Others, like my mother, delayed the onset of miasma until 18 months before her demise. Still others, like my mother-in-law, are incapacitated by a serious disease but retain their mental faculties until near the very end.
I have learned, to my regret, that individuals don’t have much control over the process. Talk to a group of people under, say, the age of 50, and they’ll deliver mini-lectures about maintaining fitness regimes, lowering cholesterol, ordering physical tests, the value of green (or ginger or Chamomile or Peppermint or Hibiscus or Echinacea, ad nausem), and the miracles of marijuana. Even eating dirt, called geophagy, has its advocates.
With the typical American attitude that anything can be changed or improved, younger folks think the aging process can be controlled, apparently as easily as poverty or war can be wiped out. My suspicion is that people at this stage simply focus on a fitness activity to keep their minds away from the Grim Reaper at their elbows. Ooops. Wrong. I run into many on the 65+ side of the age scale who seem to believe that denial they’re old will ward off aging.
For purposes of predictions about health and physical condition, I find the good old Bell Curve comes closest to explaining how humans age. At the beginning of life, we gain skills in a certain order over a period of time. At the other end, we lose skills in a certain order over a period of time.
Take balance. If you have a young child in your vicinity, you’ll note over the months that balance is continually practiced. Once he pulls himself to his feet, he takes a few shuffling steps. Then he holds out his arms to remain erect, conquers independent walking, then to running and leaping. I recently saw a small child using a heavy rock in each fist to help her maintain balance.
Watch an aging adult. You’ll see the same process in reverse. Within the last several years, I’ve lost the ability to do decent jumping jacks. I only noticed when I failed. Most of us are familiar with the subsequent downslope. From walking, to using a cane, to hauling out the walker, finally to the wheelchair.
Other examples I’ve noticed of aging reversal includes skin. A baby’s is soft and delicate. So, too an oldster’s. Hair—a baby’s frequently is wispy and fine. An older adult’s, mine in this case, is returning to this state and even is thinning back to its original toddler’s thickness. Many of us start losing our patience, our ability to delay gratification, our desire to try certain foods (think of toddlers who refuse veggies). As children, we gained height. As seniors we lose inches. And don’t even talk about teeth!
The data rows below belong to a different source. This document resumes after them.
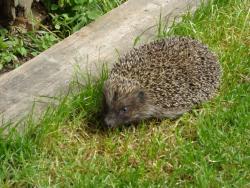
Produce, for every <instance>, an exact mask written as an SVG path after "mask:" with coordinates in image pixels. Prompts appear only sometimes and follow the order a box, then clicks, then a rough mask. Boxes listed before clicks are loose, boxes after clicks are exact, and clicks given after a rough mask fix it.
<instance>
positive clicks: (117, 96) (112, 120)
mask: <svg viewBox="0 0 250 188" xmlns="http://www.w3.org/2000/svg"><path fill="white" fill-rule="evenodd" d="M110 94H111V93H110V92H108V93H107V92H105V107H104V108H105V111H106V114H105V119H104V121H105V123H106V125H107V126H108V127H110V128H114V127H117V126H119V125H122V124H128V123H131V122H136V121H139V120H140V119H141V116H140V113H138V112H140V111H142V109H143V108H144V104H145V100H146V97H145V93H144V91H143V90H137V91H133V92H131V93H126V94H124V93H122V94H121V93H118V92H117V91H114V92H113V93H112V96H111V95H110ZM110 97H111V100H107V99H109V98H110Z"/></svg>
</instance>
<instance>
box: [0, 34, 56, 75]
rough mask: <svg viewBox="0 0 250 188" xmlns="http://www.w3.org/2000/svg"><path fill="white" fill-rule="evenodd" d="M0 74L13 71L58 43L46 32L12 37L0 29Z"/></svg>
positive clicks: (51, 35) (18, 35)
mask: <svg viewBox="0 0 250 188" xmlns="http://www.w3.org/2000/svg"><path fill="white" fill-rule="evenodd" d="M0 34H1V35H0V72H2V71H3V70H4V69H14V68H16V67H18V66H19V65H20V64H22V63H23V62H25V61H26V60H27V58H29V57H34V56H36V55H38V54H39V53H41V52H42V51H44V50H46V49H48V48H49V47H50V46H52V45H53V44H55V43H56V42H58V41H59V38H58V37H57V36H56V35H54V34H52V33H50V32H47V31H32V32H28V33H20V34H19V35H18V36H12V35H11V34H10V33H9V32H8V30H6V29H0Z"/></svg>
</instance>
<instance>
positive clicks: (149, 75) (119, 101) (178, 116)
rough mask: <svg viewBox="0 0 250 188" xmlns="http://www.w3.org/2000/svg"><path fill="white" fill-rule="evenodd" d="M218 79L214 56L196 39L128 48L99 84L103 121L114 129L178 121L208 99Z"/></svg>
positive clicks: (218, 71)
mask: <svg viewBox="0 0 250 188" xmlns="http://www.w3.org/2000/svg"><path fill="white" fill-rule="evenodd" d="M220 77H221V67H220V64H219V62H218V58H217V56H216V55H215V54H214V53H213V52H211V51H210V50H209V49H208V47H207V46H205V45H204V44H202V43H200V42H199V41H197V40H195V39H191V38H189V37H180V36H179V37H178V36H175V37H171V38H165V39H160V40H156V41H153V42H151V43H148V44H144V45H142V46H140V47H138V48H133V49H132V50H131V51H130V52H128V53H127V54H125V55H124V56H122V57H120V58H119V59H118V61H117V62H116V63H115V64H114V66H113V68H112V70H111V72H110V74H109V77H108V79H107V80H106V81H105V83H104V89H103V94H104V100H103V102H104V113H105V114H104V122H105V124H106V125H107V126H108V127H112V128H114V127H118V126H120V125H124V124H131V123H136V122H137V123H138V122H140V121H141V120H146V119H150V118H157V119H162V118H170V119H175V118H178V117H179V116H180V115H182V114H183V113H185V112H188V111H190V110H191V109H192V108H193V106H194V105H198V104H200V103H202V102H204V101H207V100H209V99H211V98H212V97H213V96H214V94H215V93H216V91H217V90H218V87H219V83H220Z"/></svg>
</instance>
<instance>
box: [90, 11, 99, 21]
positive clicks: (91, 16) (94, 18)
mask: <svg viewBox="0 0 250 188" xmlns="http://www.w3.org/2000/svg"><path fill="white" fill-rule="evenodd" d="M101 14H102V13H101V12H100V11H99V10H89V11H87V16H88V18H89V19H91V20H95V19H96V18H98V17H99V16H101Z"/></svg>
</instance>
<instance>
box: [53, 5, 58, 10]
mask: <svg viewBox="0 0 250 188" xmlns="http://www.w3.org/2000/svg"><path fill="white" fill-rule="evenodd" d="M58 8H59V6H58V5H57V4H52V5H51V10H57V9H58Z"/></svg>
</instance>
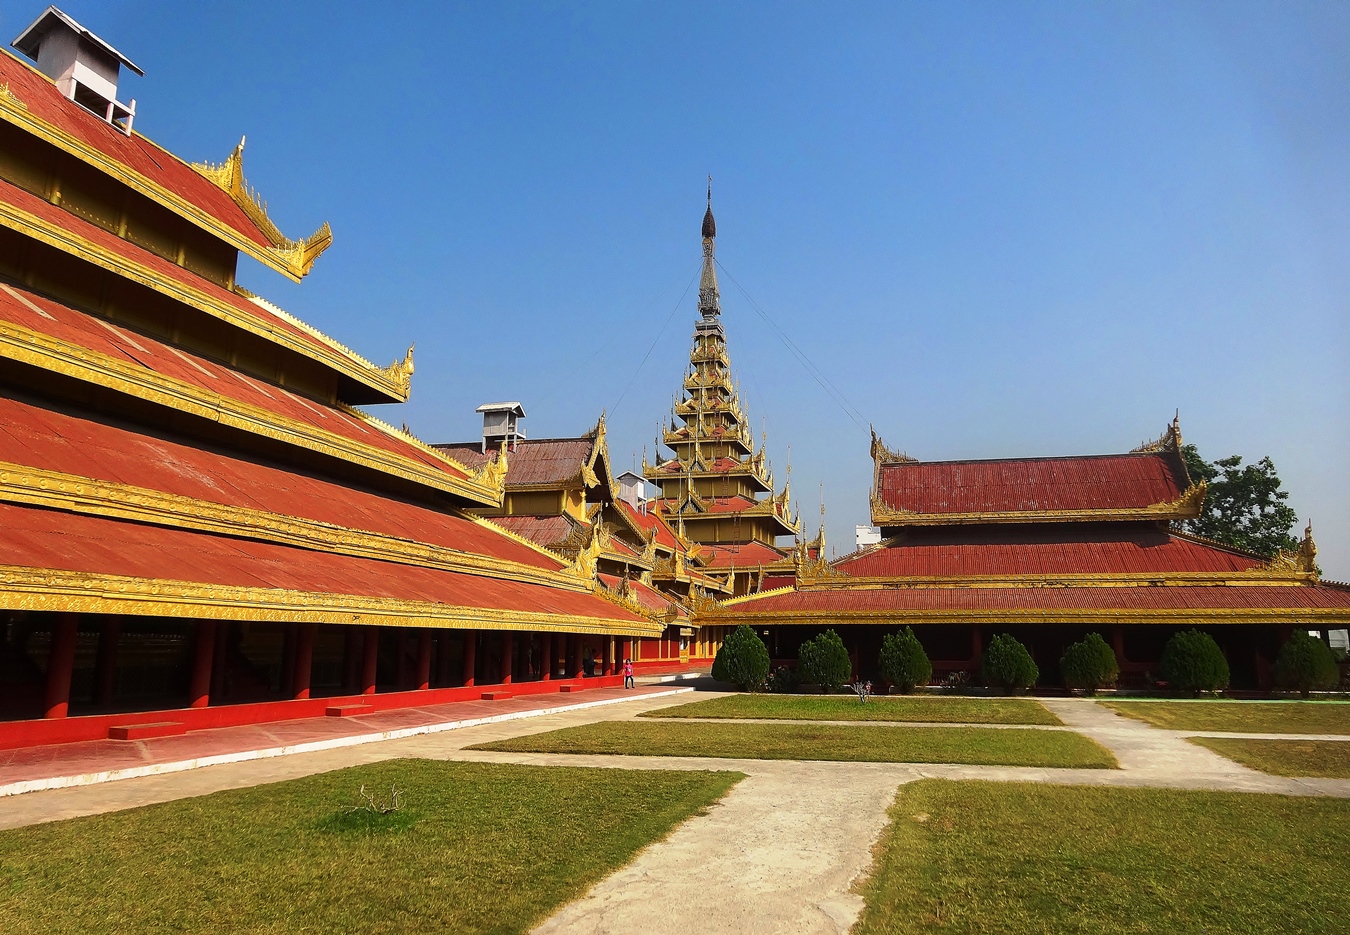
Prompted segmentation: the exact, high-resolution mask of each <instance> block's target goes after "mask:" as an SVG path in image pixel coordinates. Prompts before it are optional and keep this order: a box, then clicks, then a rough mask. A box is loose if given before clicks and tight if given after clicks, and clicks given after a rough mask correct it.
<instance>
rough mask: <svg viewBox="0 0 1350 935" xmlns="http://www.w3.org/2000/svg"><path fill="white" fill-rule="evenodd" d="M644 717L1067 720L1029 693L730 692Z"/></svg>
mask: <svg viewBox="0 0 1350 935" xmlns="http://www.w3.org/2000/svg"><path fill="white" fill-rule="evenodd" d="M641 716H643V718H774V719H779V718H780V719H787V720H921V722H929V723H968V725H1054V726H1057V725H1062V723H1064V722H1062V720H1060V719H1058V718H1056V716H1054V715H1053V714H1050V712H1049V711H1048V710H1046V708H1045V706H1042V704H1038V703H1037V702H1033V700H1029V699H1025V698H925V696H899V698H896V696H882V698H873V699H872V700H871V702H868V703H867V704H863V703H861V702H859V700H857V698H855V696H841V695H749V693H742V695H724V696H722V698H710V699H707V700H706V702H693V703H690V704H678V706H675V707H670V708H657V710H656V711H644V712H643V714H641Z"/></svg>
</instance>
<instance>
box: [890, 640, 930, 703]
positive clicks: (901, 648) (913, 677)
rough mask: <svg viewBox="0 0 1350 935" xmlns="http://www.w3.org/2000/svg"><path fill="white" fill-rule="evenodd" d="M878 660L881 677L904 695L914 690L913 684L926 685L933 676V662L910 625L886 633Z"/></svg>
mask: <svg viewBox="0 0 1350 935" xmlns="http://www.w3.org/2000/svg"><path fill="white" fill-rule="evenodd" d="M877 662H879V668H880V669H882V677H883V679H886V680H887V681H888V683H891V684H892V685H895V688H898V689H899V691H900V692H902V693H904V695H909V693H910V692H911V691H914V687H915V685H926V684H927V683H929V679H931V677H933V664H931V662H929V657H927V653H925V652H923V645H922V644H921V642H919V638H918V637H915V635H914V630H913V629H910V627H904V629H903V630H900V631H899V633H890V634H887V637H886V638H884V640H883V641H882V657H880V658H879V660H877Z"/></svg>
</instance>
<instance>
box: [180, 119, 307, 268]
mask: <svg viewBox="0 0 1350 935" xmlns="http://www.w3.org/2000/svg"><path fill="white" fill-rule="evenodd" d="M244 139H246V138H244V136H240V138H239V144H238V146H236V147H235V148H234V151H232V152H231V154H229V155H228V157H227V158H225V161H224V162H220V163H213V162H193V163H189V165H190V166H192V167H193V169H194V170H196V171H197V174H200V175H202V177H204V178H205V179H207V181H209V182H211V183H212V185H215V186H216V188H217V189H220V190H221V192H224V193H225V194H228V196H229V200H231V201H234V202H235V204H236V205H239V209H240V210H242V212H243V213H244V215H247V217H248V220H250V221H252V223H254V224H255V225H257V227H258V229H259V231H262V233H263V236H265V237H267V240H269V242H270V243H271V252H273V255H274V256H275V258H277V259H278V260H279V262H281V264H282V266H284V267H286V270H288V271H289V273H290V274H292V275H293V277H296V278H297V279H298V278H302V277H305V275H309V270H311V268H312V267H313V264H315V260H316V259H319V255H320V254H323V252H324V251H325V250H328V247H329V246H332V242H333V232H332V228H331V227H328V221H324V223H323V225H320V228H319V229H317V231H315V232H313V233H311V235H309V236H308V237H304V239H301V240H292V239H290V237H288V236H286V235H285V233H282V232H281V229H279V228H278V227H277V225H275V224H274V223H273V220H271V217H269V216H267V202H266V201H263V200H262V196H259V194H258V192H257V189H254V188H252V186H251V185H248V182H247V181H244Z"/></svg>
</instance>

When it comes to higher faculties, a sizeable percentage of the elderly regress in this area, too. When someone complains to me that her aging parent won’t accept reasonable explanations for lost items or missing medications, but instead accuse those around them of theft or abuse, I point out that the older parent is now mentally at the stage of a two-year-old, having regressed on the downslope. No one can reason with a two-year-old, so don’t expect to be able to do it with a 92-year-old.
A caveat: the slope of both the up and down sides of a bell curve may be extended or compressed. The angle of the curve differs for each person. Getting old is just as challenging a process as growing up. No matter where you are on the age spectrum, understanding the Bell Curve of aging may help you tolerate yourself and others.